2. If votedFor is null or candidateId, and candidate’s log is at least as up-to-date as receiver’s log, grant vote
AppendEntries RPC
//Invoked by leader to replicate log entries; also used as heartbeat
Arguments:
term //leader当前的term值
leaderId //follower在收到client request时,可以用该值转发给leader
prevLogIndex //上一条日志条目的索引
prevLogTerm //上一条日志条目的term
entries[] //日志条目,对于心跳包则该值为空,日志条目可以为多条
leaderCommit //leader服务器的commitIndex
Results:
term //当前任期
success //具体的判断如下
Receiver implementation:
//任期值比当前任期小,则该RPC已失效,或当前leader已变更
1. Reply false if term < currentTerm
//不包含匹配prevLogTerm的prevLogIndex所对应的条目,通常该情况为节点挂掉一段时间,落后leader节点
//leader会重新发包含较早的prevLogTerm及prevLogIndex的RPC给该节点
2. Reply false if log doesn’t contain an entry at prevLogIndex whose term matches prevLogTerm
// 以下均返回true
// 若日志条目已有内容与entries里的内容冲突,则删除已有及其后的条目
3. If an existing entry conflicts with a new one (same index but different terms), delete the existing entry and all that follow it
// 将新的日志条目追加到日志中
4. Append any new entries not already in the log
//如果leaderCommit比自身commitIndex大,则更新自身的commitIndex为min(leaderCommit,当前最新日志条目索引)
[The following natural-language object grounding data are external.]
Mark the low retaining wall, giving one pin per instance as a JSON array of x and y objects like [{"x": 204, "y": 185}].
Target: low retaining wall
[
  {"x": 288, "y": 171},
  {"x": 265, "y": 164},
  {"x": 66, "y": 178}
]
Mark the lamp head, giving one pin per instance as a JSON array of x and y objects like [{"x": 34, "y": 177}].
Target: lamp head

5. If leaderCommit > commitIndex, set commitIndex = min(leaderCommit, index of last new entry)
InstallSnapshot RPC
//Invoked by leader to send chunks of a snapshot to a follower. Leaders always send chunks in order.
Arguments:
term //leader的当前term
leaderId //leader的id
lastIncludedIndex //该snapshot中包含的最大的日志的索引值
lastIncludedTerm //该snapshot中包含的最大的日志的所属的term
offset //用来定位shapshot文件的偏移量,snapshot文件可能很大,要分几次传,每次称之为一个chunk
data[] //snapshot数据,通常为state machine的当前状态
done //是否为最后一个chunk
Results:
term //currentTerm
Receiver implementation:
1. Reply immediately if term < currentTerm
//如果是第一个chunk,则新建snapshot文件
2. Create new snapshot file if first chunk (offset is 0)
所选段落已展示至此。